2009/3/27
美の壺「蔵」
先日、また夜中の番組に退屈してチャンネルを次々に変えた時、NHK教育で「美の壺」という番組に目が止まりました。蔵の特集でしたので、蔵について何も知らない僕としては興味があり、寝るのを忘れてこの番組を観てしまいましたので、その時に知った浅知恵をご紹介します。
白壁の美しい蔵が建ち並ぶ、蔵の町・岡山県倉敷市。「物資が集積する場所」を意味する「倉敷地」が名前の由来だそうです。商人町として栄えた倉敷では、江戸〜明治にかけて大商家が蔵を次々と建てました。
蔵に見られる「なまこ壁」という壁の独特な幾何学模様。目地の白い漆喰部分の盛り上がりが海にいるなまこを連想させることから名前がつきました。なまこ壁の黒い部分は、平瓦(ひらがわら)という正方形の平らな瓦です。もともとは寺院などの床に敷く平瓦を、壁に並べてはり付け、白い漆喰で固めることでなまこ壁の特徴的な幾何学模様が生まれました。なまこ壁にはさまざまなデザインがあり、各地で職人が腕をふるって独創的な模様が生み出されました。
なまこ壁が生まれた理由は、実は蔵の軒下に隠されています。火事が起きたとき、軒下には熱がこもりやすく、もっとも燃えやすい場所になります。そのため、蔵の軒はできるだけ短くする必要がありました。一方、軒を短くすると、雨が直接当たって壁が傷みやすくなるため、耐水性に優れた瓦をはって、壁を保護しようとしたのです。
一般的な土蔵のイメージは、真っ白に塗り固められた漆喰壁ですが、この「江戸黒」と呼ばれる蔵の黒は「黒漆喰(くろじっくい)」によって重厚な色をまとった黒く輝く蔵です。江戸商人たちの間で大流行しました。

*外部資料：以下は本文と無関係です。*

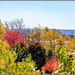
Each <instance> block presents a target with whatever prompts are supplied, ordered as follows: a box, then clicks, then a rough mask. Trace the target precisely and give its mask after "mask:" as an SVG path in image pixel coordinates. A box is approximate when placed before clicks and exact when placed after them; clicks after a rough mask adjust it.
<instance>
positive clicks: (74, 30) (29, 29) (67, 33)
mask: <svg viewBox="0 0 75 75" xmlns="http://www.w3.org/2000/svg"><path fill="white" fill-rule="evenodd" d="M27 29H28V28H26V30H27ZM10 30H11V29H10ZM23 30H24V29H20V32H22V31H23ZM28 30H29V31H32V29H28ZM41 30H43V29H41ZM50 30H51V31H53V30H54V29H53V28H50ZM56 30H59V31H61V34H63V33H65V34H66V35H75V29H56ZM13 31H18V29H14V30H13ZM24 31H25V30H24ZM24 31H23V32H24ZM26 34H28V32H27V33H26Z"/></svg>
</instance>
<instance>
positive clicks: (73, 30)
mask: <svg viewBox="0 0 75 75" xmlns="http://www.w3.org/2000/svg"><path fill="white" fill-rule="evenodd" d="M50 30H51V31H52V30H54V29H50ZM59 30H60V31H61V34H63V33H65V34H66V35H75V30H70V29H68V30H67V29H59Z"/></svg>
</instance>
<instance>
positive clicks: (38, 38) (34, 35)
mask: <svg viewBox="0 0 75 75" xmlns="http://www.w3.org/2000/svg"><path fill="white" fill-rule="evenodd" d="M40 35H41V29H40V28H38V27H35V28H34V29H32V31H31V32H30V37H31V38H32V41H33V42H34V41H40Z"/></svg>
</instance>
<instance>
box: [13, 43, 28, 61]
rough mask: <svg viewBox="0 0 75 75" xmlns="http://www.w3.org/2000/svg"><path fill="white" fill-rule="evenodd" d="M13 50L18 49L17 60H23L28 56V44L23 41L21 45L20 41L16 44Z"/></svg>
mask: <svg viewBox="0 0 75 75" xmlns="http://www.w3.org/2000/svg"><path fill="white" fill-rule="evenodd" d="M13 50H16V53H17V54H18V56H17V59H16V61H15V62H22V59H23V58H24V59H25V58H26V57H27V46H26V43H24V42H22V43H20V45H19V44H18V42H16V44H15V45H14V48H13Z"/></svg>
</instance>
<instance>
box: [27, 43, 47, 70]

福島県喜多方にあるこちらの蔵の中は、なんとお座敷になっています。冬でも暖かい蔵の中は、寒さの厳しい雪国の人にとって快適な空間なのです。「蔵座敷」と呼ばれ、東北地方に多く残っています。蔵の中は厚い土壁に守られ、温度が一定に保たれるため、昔から日本酒の醸造に利用されてきました。

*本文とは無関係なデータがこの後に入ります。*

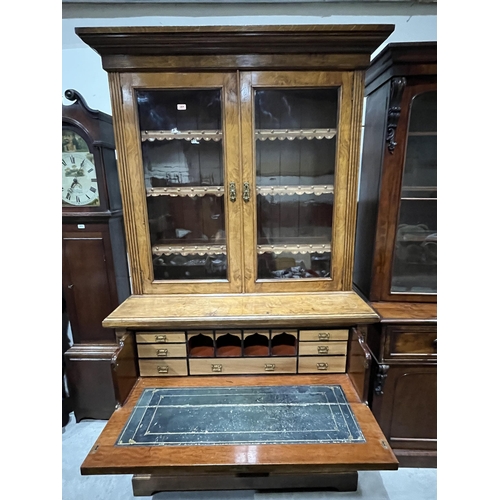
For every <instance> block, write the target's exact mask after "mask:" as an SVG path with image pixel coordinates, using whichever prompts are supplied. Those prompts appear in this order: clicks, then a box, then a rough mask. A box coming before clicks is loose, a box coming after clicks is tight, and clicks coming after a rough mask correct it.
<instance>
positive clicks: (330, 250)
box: [241, 72, 361, 292]
mask: <svg viewBox="0 0 500 500" xmlns="http://www.w3.org/2000/svg"><path fill="white" fill-rule="evenodd" d="M353 80H354V75H353V74H352V73H336V72H321V73H310V72H300V73H299V72H286V73H284V72H283V73H282V72H251V73H250V72H249V73H242V75H241V102H242V104H241V106H242V137H243V146H242V155H243V179H242V195H243V201H244V206H243V213H244V219H245V226H244V233H245V238H244V241H245V245H244V254H245V286H246V288H247V290H248V291H255V292H274V291H290V292H293V291H327V290H345V289H349V287H350V274H351V271H352V261H351V253H352V248H350V245H351V246H352V238H353V236H354V235H353V231H352V230H353V229H354V223H353V221H351V220H350V217H351V216H352V214H353V213H355V208H356V207H355V206H351V204H354V203H355V198H354V196H355V194H354V191H353V189H354V185H355V181H356V165H355V161H354V159H353V156H355V155H352V151H353V149H352V148H354V150H355V149H356V148H355V145H356V144H358V145H359V143H358V142H357V141H359V137H358V135H357V134H356V132H355V131H354V129H353V122H354V121H355V120H353V115H355V113H356V107H357V106H358V105H359V106H360V105H361V99H359V102H358V101H357V100H356V99H353ZM351 99H353V100H354V102H353V105H352V108H351ZM353 110H354V111H353ZM353 178H354V182H352V180H353ZM346 276H349V277H347V279H346Z"/></svg>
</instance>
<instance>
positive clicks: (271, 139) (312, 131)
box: [255, 128, 337, 141]
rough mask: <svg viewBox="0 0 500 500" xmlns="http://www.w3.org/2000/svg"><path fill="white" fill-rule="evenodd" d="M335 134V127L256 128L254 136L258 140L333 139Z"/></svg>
mask: <svg viewBox="0 0 500 500" xmlns="http://www.w3.org/2000/svg"><path fill="white" fill-rule="evenodd" d="M336 135H337V129H334V128H317V129H316V128H315V129H312V128H311V129H257V130H256V131H255V137H256V139H257V140H259V141H266V140H270V141H275V140H276V139H278V140H280V141H284V140H285V139H288V140H289V141H293V140H294V139H299V140H301V139H307V140H309V141H311V140H312V139H333V138H334V137H335V136H336Z"/></svg>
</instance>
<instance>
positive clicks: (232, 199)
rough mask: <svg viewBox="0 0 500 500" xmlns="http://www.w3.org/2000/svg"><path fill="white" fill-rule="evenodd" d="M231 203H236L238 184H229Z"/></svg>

「蔵」というと、とにかく堅牢なイメージしかなかったのですが(残念ながら僕の身近にはありませんし・・・)、この番組でさまざまな蔵のバリエーションを知りました。黒漆喰と白漆喰、なまこ壁の模様、置屋根に掛子塗り。蔵を立てること自体お金も手間もかかりますが、そのこだわりは、外から見るだけでもけっこう楽しめそうですね。喜多方や倉敷に行ってみたくなりました。